App Badges Are a Separate Layer
One thing that trips people up: clearing notifications from Notification Center does not always clear the badge count (that red number on an app icon). Badge counts are controlled independently by each app.
- For most apps, opening the app and reading or processing your alerts clears the badge
- Some apps — particularly email clients and messaging apps — only clear badges when you actually read the content inside
- You can turn badges off entirely under Settings → Notifications → [App Name] → Badges
So if you clear all notifications but still see red numbers on your Home Screen, the app itself still considers those items unread.
iOS Version Differences Worth Knowing 🔍
The exact behavior and available options have shifted across iOS versions:
- iOS 10–11: Introduced the "clear all" feature but with less polished grouping
- iOS 12–15: Added per-app grouping and refined the swipe-to-clear interactions
- iOS 16+: Improved the Lock Screen notification layout, now showing notifications at the bottom by default and offering a stacked, collapsible view
If the steps above don't match exactly what you're seeing, your iOS version is likely the reason.
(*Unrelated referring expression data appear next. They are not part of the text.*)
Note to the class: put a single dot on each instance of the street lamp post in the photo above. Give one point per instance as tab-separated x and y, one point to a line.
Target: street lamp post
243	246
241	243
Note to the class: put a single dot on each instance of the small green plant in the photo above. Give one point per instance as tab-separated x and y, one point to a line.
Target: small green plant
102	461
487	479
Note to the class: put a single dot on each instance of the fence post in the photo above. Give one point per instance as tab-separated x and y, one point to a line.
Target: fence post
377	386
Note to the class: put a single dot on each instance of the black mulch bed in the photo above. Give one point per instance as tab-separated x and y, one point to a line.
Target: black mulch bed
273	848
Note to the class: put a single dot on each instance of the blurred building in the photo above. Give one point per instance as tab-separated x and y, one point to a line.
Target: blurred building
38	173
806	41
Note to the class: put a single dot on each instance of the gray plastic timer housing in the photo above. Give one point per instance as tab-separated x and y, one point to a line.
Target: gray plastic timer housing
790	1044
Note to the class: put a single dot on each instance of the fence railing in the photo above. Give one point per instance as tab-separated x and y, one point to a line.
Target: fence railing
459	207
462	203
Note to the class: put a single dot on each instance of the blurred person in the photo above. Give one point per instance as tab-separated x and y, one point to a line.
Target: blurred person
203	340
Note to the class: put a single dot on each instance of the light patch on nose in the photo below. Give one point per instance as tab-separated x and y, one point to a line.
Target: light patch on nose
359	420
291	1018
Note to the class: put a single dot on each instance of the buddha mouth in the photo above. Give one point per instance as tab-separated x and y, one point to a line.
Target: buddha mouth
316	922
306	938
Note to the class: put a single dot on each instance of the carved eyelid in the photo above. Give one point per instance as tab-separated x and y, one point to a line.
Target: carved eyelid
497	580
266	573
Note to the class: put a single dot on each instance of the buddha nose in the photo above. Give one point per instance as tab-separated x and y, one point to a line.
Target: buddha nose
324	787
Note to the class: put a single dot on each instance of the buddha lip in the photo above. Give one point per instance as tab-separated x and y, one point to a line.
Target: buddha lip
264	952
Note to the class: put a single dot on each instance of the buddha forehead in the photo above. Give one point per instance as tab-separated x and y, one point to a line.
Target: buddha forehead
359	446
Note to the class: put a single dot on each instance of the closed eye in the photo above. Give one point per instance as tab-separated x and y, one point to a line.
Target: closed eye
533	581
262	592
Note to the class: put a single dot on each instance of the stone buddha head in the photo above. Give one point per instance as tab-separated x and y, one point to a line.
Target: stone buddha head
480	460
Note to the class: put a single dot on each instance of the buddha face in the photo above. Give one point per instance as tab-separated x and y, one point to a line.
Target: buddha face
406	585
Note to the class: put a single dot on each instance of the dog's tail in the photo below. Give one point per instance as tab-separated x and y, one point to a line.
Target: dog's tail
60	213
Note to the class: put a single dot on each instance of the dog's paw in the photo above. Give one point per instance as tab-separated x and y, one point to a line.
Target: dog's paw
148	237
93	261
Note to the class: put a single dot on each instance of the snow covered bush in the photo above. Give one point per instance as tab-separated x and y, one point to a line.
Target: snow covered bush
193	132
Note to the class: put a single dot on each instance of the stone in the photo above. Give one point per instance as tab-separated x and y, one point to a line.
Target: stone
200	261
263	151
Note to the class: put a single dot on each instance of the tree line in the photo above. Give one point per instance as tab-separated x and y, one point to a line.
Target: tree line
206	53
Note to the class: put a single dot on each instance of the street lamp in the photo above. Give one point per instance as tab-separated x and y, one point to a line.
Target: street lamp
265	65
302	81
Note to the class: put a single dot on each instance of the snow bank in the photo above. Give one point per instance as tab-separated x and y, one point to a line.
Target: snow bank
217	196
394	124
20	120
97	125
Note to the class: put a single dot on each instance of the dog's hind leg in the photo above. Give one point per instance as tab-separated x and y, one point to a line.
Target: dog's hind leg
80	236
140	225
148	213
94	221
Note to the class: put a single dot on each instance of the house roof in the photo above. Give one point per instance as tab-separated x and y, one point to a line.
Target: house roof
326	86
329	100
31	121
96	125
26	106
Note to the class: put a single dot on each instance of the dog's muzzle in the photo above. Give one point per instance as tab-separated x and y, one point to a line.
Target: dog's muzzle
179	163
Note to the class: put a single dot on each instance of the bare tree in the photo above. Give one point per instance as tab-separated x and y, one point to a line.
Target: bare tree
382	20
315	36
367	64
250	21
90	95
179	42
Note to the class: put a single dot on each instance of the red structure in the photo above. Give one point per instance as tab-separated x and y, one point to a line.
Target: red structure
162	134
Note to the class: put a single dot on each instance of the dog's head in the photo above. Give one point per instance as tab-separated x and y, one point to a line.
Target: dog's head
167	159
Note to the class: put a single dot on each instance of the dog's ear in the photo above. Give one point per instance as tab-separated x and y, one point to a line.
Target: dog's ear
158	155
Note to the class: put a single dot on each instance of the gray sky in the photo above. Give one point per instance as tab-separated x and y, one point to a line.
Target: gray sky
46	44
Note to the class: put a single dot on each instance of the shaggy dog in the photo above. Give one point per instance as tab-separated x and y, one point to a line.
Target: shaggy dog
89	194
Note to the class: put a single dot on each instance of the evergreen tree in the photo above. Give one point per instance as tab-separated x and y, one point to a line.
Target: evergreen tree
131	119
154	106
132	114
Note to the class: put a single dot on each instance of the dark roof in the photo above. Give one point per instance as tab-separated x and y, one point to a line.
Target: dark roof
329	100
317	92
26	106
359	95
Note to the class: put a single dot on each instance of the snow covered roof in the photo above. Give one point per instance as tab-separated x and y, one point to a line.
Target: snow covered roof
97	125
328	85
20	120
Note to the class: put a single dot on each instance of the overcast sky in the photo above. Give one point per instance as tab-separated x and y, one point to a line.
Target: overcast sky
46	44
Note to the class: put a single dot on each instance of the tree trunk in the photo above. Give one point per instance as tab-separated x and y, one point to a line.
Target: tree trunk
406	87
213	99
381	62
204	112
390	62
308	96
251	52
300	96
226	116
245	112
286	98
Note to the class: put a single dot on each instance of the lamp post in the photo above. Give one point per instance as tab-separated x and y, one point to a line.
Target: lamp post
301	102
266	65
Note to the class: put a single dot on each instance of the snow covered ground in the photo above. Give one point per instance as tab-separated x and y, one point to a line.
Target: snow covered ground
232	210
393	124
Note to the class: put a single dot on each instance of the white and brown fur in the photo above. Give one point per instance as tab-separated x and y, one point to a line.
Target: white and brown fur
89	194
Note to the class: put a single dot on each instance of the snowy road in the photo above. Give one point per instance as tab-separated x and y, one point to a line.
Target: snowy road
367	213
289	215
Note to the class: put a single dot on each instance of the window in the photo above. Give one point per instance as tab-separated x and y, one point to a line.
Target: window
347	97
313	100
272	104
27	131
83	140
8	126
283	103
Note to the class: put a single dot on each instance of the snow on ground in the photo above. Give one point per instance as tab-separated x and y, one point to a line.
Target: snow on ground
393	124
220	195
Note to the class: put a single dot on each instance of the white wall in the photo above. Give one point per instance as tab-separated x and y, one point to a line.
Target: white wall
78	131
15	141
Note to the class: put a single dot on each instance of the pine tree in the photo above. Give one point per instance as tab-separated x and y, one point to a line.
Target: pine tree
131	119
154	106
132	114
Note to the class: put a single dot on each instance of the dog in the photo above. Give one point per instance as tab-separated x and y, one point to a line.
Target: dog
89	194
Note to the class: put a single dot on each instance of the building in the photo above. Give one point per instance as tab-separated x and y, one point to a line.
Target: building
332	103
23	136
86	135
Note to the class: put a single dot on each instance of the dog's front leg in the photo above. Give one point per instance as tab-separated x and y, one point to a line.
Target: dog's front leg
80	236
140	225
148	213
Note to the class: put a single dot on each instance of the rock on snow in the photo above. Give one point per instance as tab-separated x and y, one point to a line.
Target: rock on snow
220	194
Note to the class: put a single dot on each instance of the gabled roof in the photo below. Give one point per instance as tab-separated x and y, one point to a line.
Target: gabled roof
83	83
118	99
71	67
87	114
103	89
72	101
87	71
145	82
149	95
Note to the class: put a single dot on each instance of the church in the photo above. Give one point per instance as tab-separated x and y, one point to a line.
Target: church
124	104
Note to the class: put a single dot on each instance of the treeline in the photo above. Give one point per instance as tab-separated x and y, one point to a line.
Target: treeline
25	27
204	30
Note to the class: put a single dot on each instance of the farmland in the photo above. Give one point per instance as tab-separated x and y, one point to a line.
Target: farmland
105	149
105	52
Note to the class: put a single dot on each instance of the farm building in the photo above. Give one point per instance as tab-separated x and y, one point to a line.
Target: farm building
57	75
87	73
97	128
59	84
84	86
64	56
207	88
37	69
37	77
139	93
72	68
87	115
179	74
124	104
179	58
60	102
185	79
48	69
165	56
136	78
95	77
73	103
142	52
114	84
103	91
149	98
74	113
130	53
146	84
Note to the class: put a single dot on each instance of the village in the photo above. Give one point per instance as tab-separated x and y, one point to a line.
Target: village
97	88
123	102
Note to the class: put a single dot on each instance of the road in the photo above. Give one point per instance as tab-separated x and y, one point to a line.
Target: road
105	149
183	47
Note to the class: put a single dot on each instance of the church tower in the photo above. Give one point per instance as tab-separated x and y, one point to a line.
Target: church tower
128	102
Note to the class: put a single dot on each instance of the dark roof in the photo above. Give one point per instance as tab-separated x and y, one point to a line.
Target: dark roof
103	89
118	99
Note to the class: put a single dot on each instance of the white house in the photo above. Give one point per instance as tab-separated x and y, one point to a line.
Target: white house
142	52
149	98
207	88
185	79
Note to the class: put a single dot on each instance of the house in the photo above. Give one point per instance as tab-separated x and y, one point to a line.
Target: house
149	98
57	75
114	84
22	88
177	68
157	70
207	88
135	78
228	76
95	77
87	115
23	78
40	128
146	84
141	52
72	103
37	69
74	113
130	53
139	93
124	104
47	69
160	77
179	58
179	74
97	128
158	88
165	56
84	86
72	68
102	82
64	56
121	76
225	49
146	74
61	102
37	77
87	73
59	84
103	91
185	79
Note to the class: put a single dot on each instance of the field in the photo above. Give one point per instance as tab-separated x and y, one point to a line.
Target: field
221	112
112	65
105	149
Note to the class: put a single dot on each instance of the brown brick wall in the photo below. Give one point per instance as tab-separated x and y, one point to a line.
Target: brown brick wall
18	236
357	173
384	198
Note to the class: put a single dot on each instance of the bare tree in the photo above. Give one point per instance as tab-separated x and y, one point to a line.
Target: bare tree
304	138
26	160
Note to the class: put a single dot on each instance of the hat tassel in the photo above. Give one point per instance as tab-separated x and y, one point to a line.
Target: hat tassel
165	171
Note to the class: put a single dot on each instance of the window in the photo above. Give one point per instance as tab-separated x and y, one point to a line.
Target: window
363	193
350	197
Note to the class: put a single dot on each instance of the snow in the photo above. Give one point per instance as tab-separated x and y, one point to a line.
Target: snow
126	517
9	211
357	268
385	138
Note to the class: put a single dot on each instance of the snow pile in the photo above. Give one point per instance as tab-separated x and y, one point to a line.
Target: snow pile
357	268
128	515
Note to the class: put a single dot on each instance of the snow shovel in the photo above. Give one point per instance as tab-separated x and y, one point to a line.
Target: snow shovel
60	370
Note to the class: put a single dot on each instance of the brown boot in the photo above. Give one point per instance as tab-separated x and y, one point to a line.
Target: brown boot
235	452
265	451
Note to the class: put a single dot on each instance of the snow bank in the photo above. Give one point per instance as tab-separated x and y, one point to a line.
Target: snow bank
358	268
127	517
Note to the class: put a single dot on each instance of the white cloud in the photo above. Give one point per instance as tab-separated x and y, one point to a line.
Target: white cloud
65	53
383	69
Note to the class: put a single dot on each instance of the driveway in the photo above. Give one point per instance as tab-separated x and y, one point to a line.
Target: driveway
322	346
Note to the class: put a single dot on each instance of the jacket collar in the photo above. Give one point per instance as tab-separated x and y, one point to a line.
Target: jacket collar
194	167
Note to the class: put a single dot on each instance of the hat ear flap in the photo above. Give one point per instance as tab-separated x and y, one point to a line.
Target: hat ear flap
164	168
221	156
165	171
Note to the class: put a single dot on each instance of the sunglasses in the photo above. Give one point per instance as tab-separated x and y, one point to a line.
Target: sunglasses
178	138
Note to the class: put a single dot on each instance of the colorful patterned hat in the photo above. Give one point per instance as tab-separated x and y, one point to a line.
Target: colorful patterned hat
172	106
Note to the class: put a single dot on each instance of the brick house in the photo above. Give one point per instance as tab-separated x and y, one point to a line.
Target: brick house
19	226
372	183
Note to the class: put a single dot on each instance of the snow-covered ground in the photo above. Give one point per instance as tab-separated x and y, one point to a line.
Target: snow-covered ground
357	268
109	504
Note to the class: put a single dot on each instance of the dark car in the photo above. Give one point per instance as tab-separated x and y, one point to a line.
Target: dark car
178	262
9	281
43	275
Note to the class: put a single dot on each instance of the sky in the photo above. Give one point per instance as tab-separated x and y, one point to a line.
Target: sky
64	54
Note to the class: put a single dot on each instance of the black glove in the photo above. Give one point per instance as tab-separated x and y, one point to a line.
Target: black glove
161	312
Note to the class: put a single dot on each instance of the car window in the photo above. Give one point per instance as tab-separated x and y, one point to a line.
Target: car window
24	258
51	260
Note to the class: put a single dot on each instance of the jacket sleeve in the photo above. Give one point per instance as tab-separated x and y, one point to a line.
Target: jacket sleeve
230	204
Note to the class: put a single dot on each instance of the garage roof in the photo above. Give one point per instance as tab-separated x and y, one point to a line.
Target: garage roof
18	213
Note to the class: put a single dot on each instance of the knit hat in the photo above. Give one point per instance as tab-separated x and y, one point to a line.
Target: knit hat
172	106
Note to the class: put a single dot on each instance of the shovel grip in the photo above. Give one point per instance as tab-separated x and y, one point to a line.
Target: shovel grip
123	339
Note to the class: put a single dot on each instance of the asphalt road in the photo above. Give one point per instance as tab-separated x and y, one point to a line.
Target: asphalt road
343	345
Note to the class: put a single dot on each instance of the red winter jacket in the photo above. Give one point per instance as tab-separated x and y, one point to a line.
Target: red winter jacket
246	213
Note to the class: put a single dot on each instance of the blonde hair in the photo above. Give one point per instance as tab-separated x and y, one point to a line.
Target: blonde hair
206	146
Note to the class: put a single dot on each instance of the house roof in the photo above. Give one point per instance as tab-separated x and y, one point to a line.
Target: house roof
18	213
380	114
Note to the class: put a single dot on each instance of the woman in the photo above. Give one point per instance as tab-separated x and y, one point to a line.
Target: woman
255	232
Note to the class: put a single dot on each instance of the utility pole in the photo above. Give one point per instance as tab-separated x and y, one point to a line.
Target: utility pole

The core tap-and-hold mechanic on the X icon has remained consistent, but the visual layout has evolved.
Focus Modes and Notification Management
Focus modes (introduced in iOS 15) are worth knowing about in this context, even though they don't clear existing notifications — they prevent new ones from arriving from specific apps or people.
If you find yourself constantly clearing notifications from certain apps, a Focus mode may be more efficient than manually clearing them after the fact. But that's a management strategy, not a clearing tool.
What Determines Your Best Approach
How you should handle notification clearing depends on factors specific to your situation:
- How many apps send you notifications — a light notification load is easy to manage manually; a heavy one may justify changing grouping settings
- Which iOS version you're running — the Lock Screen layout especially varies
- Whether you use multiple Apple devices — notifications can sync across iPhone, iPad, and Mac via iCloud, meaning clearing on one device may or may not reflect on others depending on your settings
- Your workflow preferences — some users want a fully clean Notification Center daily; others use it as a lightweight to-do list and prefer to clear selectively
The mechanics of clearing are straightforward, but how aggressively you clear — and whether you'd benefit from adjusting grouping, badges, or Focus settings instead — comes down to how you actually use your phone day to day.